Blog by Working Party members Sassy Molyneux (left) and Vicki Marsh (right), KEMRI Wellcome Trust Research Programme, Kilifi, Kenya & Centre for Tropical Medicine and Global Health, Nuffield Department of Medicine, Oxford University, UK.
Earlier this year, the Nuffield Council on Bioethics launched its report Children and Clinical Research: Ethical Issues. Children and young people are central not only to the report’s focus but to the way recommendations were developed. We were both members of the Working Party, and as part of our analysis we listened to hundreds of voices of children, young people and parents.
Nowhere is child health research needed more than in low-to-middle income countries, where children account for a relatively large proportion of the population and rates of illness and death are often high. While primarily focusing on research in the UK, the Nuffield report sets out to have international relevance.
Among the voices we listened to were 57 community members and secondary school students from Kilifi, a coastal town in Kenya. Voices from Kilifi have provided central insights into how adults and young people view research involving children in this setting.
For most, perceptions of the importance of research on child health and fears about the involvement of young children presented a major tension, resolvable only through careful communication to support informed, balanced and free decisions. Most argued that older children and young people should have a greater say in these decisions, best seen as a joint process involving children and their parents with researchers’ support. These shifts within consent processes for children call for greater ‘people skills’ in research teams, rather than increasing levels of documentation.
Over the coming year, the Council will be working with colleagues in the UK and internationally to look at how the conceptual recommendations we make in the report apply to different contexts, especially in low and middle income countries. This week, the report has been discussed at the Oxford Global Health and Bioethics International Conference and, as we write, the Global Health Network are putting the final touches on an online training course, which draws directly on our report, aimed at people who review research with children and young people,
A detailed report of our engagement work in Kilifi is available online, but here is a summary of what we heard:
Is research involving children seen as important?
People valued research on child health as an important part of improving the lives of all children in future. Many students saw research as exciting, part of development and a way of helping others. But all participants had concerns about children participating in research. A child’s age and the perceived risks of research were key issues for acceptability. Young children were seen as particularly ‘vulnerable’ on the basis of being unable to express or defend themselves, physically fragile and having particular risks to potentiality. Research with potential therapeutic benefits was generally more acceptable, but differences between medical research and medical treatment were not always clear. Many students had unrealistic fears about risks, particularly for clinical trials, and were unaware of existing science and ethics review systems to check on safety.
Who should decide about participation in research?
There were no clear cut answers about how this should work. While a child’s capacity to make independent decisions was generally seen to increase with age, the rate would differ from child to child. Important influences were the child’s personality, normal life responsibilities, parenting styles and exposure to formal and informal learning, including internet exposure. Many thought that young people with greater exposure to formal education may be better placed to make decisions than their parents. Equally important was the nature of the decision being taken. The capacity to make independent decisions about research seen as having few burdens, such as a filling a questionnaire, would be gained at an earlier age than for those seen as more ‘risky’, such as a clinical trial.
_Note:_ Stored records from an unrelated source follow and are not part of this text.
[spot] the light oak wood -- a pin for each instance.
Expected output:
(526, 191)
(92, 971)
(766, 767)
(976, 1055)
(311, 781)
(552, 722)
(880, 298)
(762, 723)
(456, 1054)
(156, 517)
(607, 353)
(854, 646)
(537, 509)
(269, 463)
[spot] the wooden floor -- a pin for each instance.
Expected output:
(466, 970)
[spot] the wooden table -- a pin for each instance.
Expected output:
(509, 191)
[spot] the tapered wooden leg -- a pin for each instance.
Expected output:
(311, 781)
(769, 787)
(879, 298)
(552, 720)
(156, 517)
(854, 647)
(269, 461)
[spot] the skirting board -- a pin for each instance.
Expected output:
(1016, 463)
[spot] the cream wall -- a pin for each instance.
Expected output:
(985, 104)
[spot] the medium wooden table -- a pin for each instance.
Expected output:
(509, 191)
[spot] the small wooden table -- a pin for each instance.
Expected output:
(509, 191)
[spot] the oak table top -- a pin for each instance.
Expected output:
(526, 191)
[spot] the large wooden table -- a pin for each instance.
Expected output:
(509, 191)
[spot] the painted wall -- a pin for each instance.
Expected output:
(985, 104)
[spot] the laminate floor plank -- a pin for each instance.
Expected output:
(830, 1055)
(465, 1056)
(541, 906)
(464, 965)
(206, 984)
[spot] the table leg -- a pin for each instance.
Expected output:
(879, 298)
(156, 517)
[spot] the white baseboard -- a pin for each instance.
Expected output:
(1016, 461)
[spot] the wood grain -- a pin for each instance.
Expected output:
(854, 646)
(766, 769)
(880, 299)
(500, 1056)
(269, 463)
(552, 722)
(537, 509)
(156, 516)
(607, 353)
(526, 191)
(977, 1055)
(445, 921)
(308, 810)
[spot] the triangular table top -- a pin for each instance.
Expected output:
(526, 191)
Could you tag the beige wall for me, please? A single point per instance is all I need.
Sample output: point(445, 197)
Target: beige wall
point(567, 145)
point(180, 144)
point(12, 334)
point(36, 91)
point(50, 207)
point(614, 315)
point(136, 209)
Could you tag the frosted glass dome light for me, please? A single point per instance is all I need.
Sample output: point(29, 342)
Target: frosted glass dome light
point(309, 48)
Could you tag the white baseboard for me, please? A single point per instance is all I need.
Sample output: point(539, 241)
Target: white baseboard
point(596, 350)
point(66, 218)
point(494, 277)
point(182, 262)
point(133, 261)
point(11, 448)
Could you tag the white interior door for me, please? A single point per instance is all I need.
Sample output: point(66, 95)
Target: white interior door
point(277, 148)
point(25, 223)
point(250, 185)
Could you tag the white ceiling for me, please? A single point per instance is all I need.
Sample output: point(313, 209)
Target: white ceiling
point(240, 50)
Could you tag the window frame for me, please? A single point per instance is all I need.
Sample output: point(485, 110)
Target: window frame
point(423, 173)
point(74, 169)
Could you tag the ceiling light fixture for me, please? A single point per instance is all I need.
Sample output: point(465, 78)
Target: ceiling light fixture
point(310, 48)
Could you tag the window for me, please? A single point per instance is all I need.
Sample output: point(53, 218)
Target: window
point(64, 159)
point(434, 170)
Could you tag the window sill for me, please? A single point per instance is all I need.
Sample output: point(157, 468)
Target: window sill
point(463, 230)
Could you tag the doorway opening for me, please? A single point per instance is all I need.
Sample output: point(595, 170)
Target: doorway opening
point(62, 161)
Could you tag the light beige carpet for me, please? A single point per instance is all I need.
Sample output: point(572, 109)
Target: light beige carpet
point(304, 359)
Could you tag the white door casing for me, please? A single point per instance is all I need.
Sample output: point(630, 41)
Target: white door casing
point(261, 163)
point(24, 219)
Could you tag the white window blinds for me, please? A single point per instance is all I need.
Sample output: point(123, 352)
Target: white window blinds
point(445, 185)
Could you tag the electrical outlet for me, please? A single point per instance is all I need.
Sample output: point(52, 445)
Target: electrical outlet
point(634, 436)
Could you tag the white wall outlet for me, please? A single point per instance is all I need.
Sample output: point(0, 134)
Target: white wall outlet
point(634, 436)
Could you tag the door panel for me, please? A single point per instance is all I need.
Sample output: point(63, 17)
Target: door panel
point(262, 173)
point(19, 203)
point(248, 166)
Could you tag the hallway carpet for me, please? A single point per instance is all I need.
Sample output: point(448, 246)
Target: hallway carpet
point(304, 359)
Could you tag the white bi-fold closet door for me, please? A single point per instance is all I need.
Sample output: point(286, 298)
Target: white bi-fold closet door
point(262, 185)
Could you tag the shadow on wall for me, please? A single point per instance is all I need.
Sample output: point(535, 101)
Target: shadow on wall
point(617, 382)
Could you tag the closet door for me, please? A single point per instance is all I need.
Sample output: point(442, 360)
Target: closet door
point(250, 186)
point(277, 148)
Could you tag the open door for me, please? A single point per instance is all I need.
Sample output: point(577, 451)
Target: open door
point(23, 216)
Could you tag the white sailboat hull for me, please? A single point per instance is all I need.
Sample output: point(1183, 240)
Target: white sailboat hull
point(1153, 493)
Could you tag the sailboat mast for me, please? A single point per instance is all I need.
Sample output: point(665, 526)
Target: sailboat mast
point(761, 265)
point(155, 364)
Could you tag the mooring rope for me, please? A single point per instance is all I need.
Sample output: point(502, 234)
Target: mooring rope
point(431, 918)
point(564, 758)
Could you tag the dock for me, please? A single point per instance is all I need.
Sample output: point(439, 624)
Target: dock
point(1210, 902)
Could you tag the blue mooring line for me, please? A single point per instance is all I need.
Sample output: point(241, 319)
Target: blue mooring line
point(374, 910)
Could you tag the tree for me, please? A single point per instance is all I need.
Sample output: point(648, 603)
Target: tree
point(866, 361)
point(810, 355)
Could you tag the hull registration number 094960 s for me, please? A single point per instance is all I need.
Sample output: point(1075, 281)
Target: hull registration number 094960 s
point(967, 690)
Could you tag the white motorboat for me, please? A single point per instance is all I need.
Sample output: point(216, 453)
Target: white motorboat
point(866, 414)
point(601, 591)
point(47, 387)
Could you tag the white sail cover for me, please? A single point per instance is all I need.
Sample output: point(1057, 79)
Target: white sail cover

Given the influences described for developing capacity, there was little clarity or agreement on an age when a young person could take decisions independently. But there was consensus that older children and young people should be given a say or sometimes total responsibility for this decision. At the same time, many students themselves – including some over 17 years – expressed a wish to discuss research decisions with their parents, particularly if the research was seen as involving more risk. Several based a value of listening on their trust in their parents’ judgement and greater life experience. As an 18 year old student explained “You will sit and share your views and at last come up with a decision that is going to be binding.”
What did we learn for policy?
Firstly, there is support for research to improve child health in this setting but concerns must be taken account of. Strong interpersonal communication with families about the value, benefits and burdens of studies is key to ensuing that balanced decisions are taken. More public engagement on these issues could support a climate of openness and build a critical awareness of the importance of research with children.
Secondly, informed consent processes should be adapted to provide greater opportunities for discussion within families, supported by researchers. These processes require careful planning, where possible based on advice from young people about communication on the ground.
Most centrally, there will be a need for more ‘people skills’ rather than more documentation. Research teams must be able to communicate with and sensitively assess relationships between children or young people and their families to support good processes of shared decision making.
We strongly acknowledge the work of Irene Jao, Nancy Mwangome, Isaac Charo and Alun Davies at the KEMRI Wellcome Trust Research Programme in planning and conducting the research on which this account is based.